Von den Angeklagten wollen nur Carsten S. und Holger G. sich zu den Tatvorwürfen äußern. Auf die entsprechende Frage von Götzl verneinten die Anwälte von Beate Zschäpe, André E. und Ralf Wohlleben, dass sich ihre Mandanten zur Sache einlassen. Die Anwältin Wohllebens kündigte aber eine „Verteidigererklärung“ an. Der Prozess wird nun wegen der bayerischen Pfingstferien bis Anfang Juni unterbrochen. Dann soll als erster Angeklagter Carsten S. befragt werden. Es liegen allerdings auch noch Anträge der Verteidiger Zschäpes und Wohlleben vor. Da geht es um die Aussetzung des Prozesses und die Einstellung des Verfahrens, außerdem wird punktuell die Besetzung des Strafsenats mit Ergänzungsrichtern gerügt.

Zschäpe-Anwälte und Nebenkläger verlangen leichtere Akteneinsicht

Die Scharmützel hatten sich am Donnerstag zunächst fortgesetzt – und es bildeten sich neue Fronten. Im NSU-Prozess am Oberlandesgericht München haben sich am Donnerstag einige Anwälte der Angehörigen der vom NSU ermordeten Menschen und der überlebenden Opfer für den Antrag der Verteidiger von Beate Zschäpe stark gemacht, die Einsicht in Akten von NSU-Untersuchungsausschüssen zu erleichtern. Es sei absurd, dass die von den Ausschüssen der Landtage Bayerns und Thüringen gelieferten, umfangreichen Unterlagen nur in der Geschäftsstelle des OLG gelesen und höchstens abgeschrieben werden dürften, sagte eine Nebenklage-Anwältin. Bislang haben die Nebenkläger zumeist die Verteidiger Zschäpes wegen ihrer Anträge kritisiert und den Verdacht einer Verzögerungstaktik geäußert.

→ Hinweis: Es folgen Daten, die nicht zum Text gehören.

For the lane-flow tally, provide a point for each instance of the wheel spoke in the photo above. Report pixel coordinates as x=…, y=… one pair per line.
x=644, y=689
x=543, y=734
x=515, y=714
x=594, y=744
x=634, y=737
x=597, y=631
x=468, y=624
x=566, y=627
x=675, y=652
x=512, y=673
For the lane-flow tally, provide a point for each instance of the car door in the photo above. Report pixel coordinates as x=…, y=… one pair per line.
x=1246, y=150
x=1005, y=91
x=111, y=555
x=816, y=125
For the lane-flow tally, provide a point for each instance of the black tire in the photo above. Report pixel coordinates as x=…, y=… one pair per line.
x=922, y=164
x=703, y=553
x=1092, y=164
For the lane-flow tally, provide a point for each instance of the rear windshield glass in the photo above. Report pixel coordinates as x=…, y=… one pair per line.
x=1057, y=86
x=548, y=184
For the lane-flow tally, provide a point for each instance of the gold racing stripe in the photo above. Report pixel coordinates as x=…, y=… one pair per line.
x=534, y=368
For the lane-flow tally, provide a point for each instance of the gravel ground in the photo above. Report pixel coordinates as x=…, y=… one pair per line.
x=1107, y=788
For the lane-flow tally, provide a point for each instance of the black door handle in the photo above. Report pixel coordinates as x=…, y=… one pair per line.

Die Untersuchungsausschüsse hatten die Dokumente dem Gericht mit der Auflage geschickt, nichts herauszugeben und auch keine Fotokopien zuzulassen. Der Thüringer Landtag schreibt den Anwälten auch vor, Notizen aus den Akten dürften nur im Prozess genutzt und nicht mitgenommen werden.

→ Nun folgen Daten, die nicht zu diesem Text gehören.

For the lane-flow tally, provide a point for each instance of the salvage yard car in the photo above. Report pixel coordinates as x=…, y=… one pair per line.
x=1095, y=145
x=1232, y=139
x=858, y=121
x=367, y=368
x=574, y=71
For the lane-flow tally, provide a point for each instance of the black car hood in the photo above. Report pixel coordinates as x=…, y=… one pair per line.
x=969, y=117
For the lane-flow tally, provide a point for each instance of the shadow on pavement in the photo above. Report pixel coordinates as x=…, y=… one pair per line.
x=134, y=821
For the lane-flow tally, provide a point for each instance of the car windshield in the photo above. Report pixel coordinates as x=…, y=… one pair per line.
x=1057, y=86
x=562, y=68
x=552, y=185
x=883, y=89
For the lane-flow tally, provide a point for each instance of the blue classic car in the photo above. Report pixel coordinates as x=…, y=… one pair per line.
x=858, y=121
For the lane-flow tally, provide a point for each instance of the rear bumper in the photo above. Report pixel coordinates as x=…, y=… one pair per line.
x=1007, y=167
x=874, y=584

Die Verteidiger Zschäpes hatten am Mittwoch einen Antrag auf Aussetzung des Prozesses gestellt, weil sie die Anordnungen der Landtage zum Umgang mit den Unterlagen der Untersuchungsausschüsse nicht akzeptieren. Aus Sicht der Anwälte sollte der Vorsitzende Richter des 6. Strafsenats, Manfred Götzl, bei den Landtagen auf eine Lockerung der Restriktionen hinwirken. Die Verteidiger monieren zudem, dass die Bundesanwaltschaft einen Teil der Akten von Staatsanwaltschaften aus mehreren Bundesländern nur am Sitz des Generalbundesanwalts in Karlsruhe einsehen lässt. Dabei handelt es sich um Akten zu Ermittlungen wegen der Anschläge und Raubüberfälle des NSU.

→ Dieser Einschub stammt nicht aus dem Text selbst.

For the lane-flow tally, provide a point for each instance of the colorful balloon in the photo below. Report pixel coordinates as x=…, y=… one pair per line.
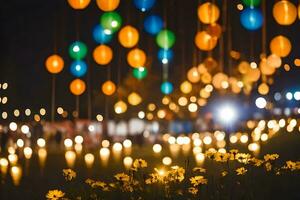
x=111, y=22
x=140, y=73
x=100, y=36
x=153, y=24
x=136, y=58
x=78, y=68
x=166, y=87
x=128, y=36
x=54, y=64
x=77, y=87
x=77, y=50
x=165, y=39
x=102, y=54
x=108, y=5
x=108, y=88
x=144, y=5
x=285, y=12
x=251, y=19
x=79, y=4
x=165, y=55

Einklang herrscht bei mehreren  Nebenklägern und den Verteidigern Zschäpes auch in der Forderung, die Bundesanwaltschaft solle die Liste mit 129 Namen zum NSU-Komplex zur Verfügung stellen. In dem Papier sind alle Beschuldigten im NSU-Verfahren genannt sowie weitere Personen, die dem Umfeld der Terrorzelle zugerechnet werden oder zumindest Kontakt dazu hatten. Die Liste hat das Bundeskriminalamt erstellt.

Er verstehe die Weigerung der Bundesanwaltschaft nicht, die Liste herauszugeben, sagte der Berliner Anwalt Sebastian Scharmer. Er vertritt Gamze Kubasik, deren Vater vom NSU in Dortmnd erschossen wurde. Die 129er Liste und die damit verbundenen Ermittlungen „werden in diesem Verfahren relevant sein“, sagte Scharmer, schließlich gehe es um die Struktur des Umfelds des NSU.

Zuvor hatte Bundesanwalt Herbert Diemer in seiner Stellungnahme zum Aussetzungsantrag der Verteidiger alle Vorwürfe zurückgewiesen. Der Bundesanwaltschaft Willkür zu unterstellen, sei „geradezu hanebüchen“, sagte Diemer. Er verwahrte sich auch gegen die Forderung von Zschäpes Anwälten, der Vorsitzende Richter solle bei Generalbundesanwalt Harald Range verlangen, ihn und Oberstaatsanwältin Anette Greger aus dem Prozess herauszuziehen.

Nach einer Unterbrechung der Verhandlung sagte dann Diemer zu, die 129er Liste werde dem Gericht zugeleitet. Der Vorsitzende Richter Götzl unterstützte außerdem die Kritik der Anwälte an den Anordnungen der Landtage Bayerns und Thüringens. „Es ist tatsächlich so, dass die Auflagen der Untersuchungsausschüsse Probleme machen“, sagte Götzl. Auch dem Strafsenat sei bei den gelieferten Akten „teilweise ein Kopierverbot auferlegt“. Die Bemerkung ist auch atmosphärisch interessant – in den Prozesstagen zuvor hatten sich Götzl und die Verteidiger Zschäpes heftige Wortgefechte geliefert.